Cash Advance Loans Provide Alternatives to Traditional Methods
Now more than ever, business owners need capital to buy supplies, expand operations and keep their companies running in a sluggish economy. To meet their immediate needs, some businesses rely on cash advance loans to get through a financial crunch.
How Cash Advance Loans Work
Companies that offer cash advances are banking on the future earnings of your business. After you receive your loan, the lender will receive a percentage of your monthly credit card sales until the principal and interest are completely paid off. The repayment process is handled automatically through your credit card processing system, which eliminates the need for mailing in a regular payment to the lender.
Things to discuss
As is the case with any credit application, it really pays to read the fine print associated with cash advance loans. After you read the loan agreement, ask your lender about the following items:
- Interest Rate: It's not uncommon for the interest on a cash advance loan to exceed 40 percent, which makes it essential to shop around and negotiate with lenders for the best rate possible.
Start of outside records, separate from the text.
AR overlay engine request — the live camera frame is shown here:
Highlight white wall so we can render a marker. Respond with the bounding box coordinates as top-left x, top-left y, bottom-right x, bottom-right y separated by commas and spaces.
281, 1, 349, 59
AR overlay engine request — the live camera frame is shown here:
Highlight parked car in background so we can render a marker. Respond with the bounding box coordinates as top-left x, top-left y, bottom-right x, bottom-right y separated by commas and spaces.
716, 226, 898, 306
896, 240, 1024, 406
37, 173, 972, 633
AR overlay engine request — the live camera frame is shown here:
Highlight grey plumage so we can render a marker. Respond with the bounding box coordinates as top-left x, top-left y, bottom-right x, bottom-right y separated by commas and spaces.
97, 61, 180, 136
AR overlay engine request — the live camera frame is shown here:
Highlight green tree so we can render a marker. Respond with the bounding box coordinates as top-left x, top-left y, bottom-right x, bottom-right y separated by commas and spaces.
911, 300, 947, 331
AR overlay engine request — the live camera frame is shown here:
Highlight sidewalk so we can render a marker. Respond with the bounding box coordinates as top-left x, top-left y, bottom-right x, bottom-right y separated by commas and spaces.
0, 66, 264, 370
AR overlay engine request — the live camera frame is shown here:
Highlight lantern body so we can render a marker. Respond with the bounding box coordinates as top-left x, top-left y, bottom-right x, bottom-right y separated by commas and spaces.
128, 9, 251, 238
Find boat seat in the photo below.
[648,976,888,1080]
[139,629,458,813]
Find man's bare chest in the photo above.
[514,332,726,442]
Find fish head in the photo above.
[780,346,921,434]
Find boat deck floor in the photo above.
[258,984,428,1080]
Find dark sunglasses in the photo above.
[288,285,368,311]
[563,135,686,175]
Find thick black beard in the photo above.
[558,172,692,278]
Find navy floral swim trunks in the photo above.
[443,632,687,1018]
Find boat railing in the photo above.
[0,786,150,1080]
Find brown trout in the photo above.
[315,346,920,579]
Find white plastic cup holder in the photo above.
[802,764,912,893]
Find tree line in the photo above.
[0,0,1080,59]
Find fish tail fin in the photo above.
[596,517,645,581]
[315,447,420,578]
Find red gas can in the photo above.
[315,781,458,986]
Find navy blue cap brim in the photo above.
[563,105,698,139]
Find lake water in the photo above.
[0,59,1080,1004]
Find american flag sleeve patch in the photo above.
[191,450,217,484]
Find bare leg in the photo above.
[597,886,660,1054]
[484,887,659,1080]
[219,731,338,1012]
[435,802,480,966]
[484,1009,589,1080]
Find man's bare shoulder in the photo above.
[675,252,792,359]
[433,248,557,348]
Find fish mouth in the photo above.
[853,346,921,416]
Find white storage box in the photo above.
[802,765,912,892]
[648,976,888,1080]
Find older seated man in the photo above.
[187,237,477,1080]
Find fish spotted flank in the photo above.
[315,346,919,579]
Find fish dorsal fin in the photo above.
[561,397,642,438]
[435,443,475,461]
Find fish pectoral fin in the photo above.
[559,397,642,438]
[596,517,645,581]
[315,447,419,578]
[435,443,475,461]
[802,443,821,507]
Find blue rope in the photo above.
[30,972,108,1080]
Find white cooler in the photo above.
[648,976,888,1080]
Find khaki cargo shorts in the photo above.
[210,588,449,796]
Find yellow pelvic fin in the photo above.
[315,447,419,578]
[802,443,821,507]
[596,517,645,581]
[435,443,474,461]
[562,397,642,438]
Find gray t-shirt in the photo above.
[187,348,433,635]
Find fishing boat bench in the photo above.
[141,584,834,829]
- Percentage Collected: Don't let the amount of credit card sales you pay each month push your monthly cash flow into the red. When applying for the loan, make sure that your estimated sales will cover your payment each month and that you aren't borrowing more than you can afford to pay back. Some companies also reserve the right to increase the monthly percentage at their discretion, so ask the lender about setting a fixed rate.
- Balloon Payments: Loan agreements sometimes include a clause that gives the lender the right to request the balance due in full during the life of the loan. Deflate these balloon payments if possible and, in the event you have to close your business, make sure that a cash advance can be converted into a different kind of loan.
Checking out potential lenders
There are many companies offering cash advance loans to businesses, so it's essential to do your due diligence and investigate the history of potential lenders. By using Google, Yahoo and other search engines you can look for articles, comments and blog postings about the lending history of a particular company.
Arguably, the best resource is the Better Business Bureau (BBB), which can provide you with detailed reports on a specific company. Many legitimate lenders also are members of this organization while less-than-scrupulous companies will not have the BBB Seal of Approval.